Keep circumstances in mind
If your friend or neighbor is private, it is probably not the best idea to broadcast these plans over social media. However, if he or she consents, see whether other neighbors, friends, church members and colleagues may be interested in helping out with cooking. You might be surprised by how many people want to pitch in.
Also be mindful of what kinds of food the family in crisis could really use. A family with small children may have different dietary needs than a couple or a single person. It's best to ask about preferences, allergies and dietary observances if you can, or have someone close to the family let you know. That way, the food that comes through will be tailored to the family's requirements and tastes.

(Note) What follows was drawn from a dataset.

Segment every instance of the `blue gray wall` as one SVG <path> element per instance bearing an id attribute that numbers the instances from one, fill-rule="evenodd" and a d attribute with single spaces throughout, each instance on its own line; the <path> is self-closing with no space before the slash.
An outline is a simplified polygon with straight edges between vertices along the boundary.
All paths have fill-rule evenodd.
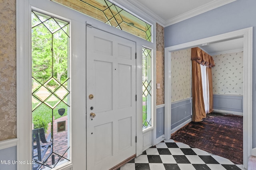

Finally, you should ask how much freezer space the family has available. If there is a lot, you and other people interested in helping can cook, vacuum seal and freeze a huge variety of meals for the family to use as it needs them instead of on a set schedule. This can help a lot if the crisis the family is in involves unpredictable schedules, appetites and energy levels, as many do.
Don't forget the details
While frozen meals portioned in vacuum sealer bags are going to be very welcomed, there are other needs families have in terms of food too. Don't be afraid to send along packs of snacks or baskets of fruit. When people are ill or grieving, their appetites may not be very strong and they may prefer to eat small amounts of food at a time. If there are kids in the house, deliver a few foods you know they like and that are easy to prepare. This can help keep them feeling cared for even as their family endures a difficult time.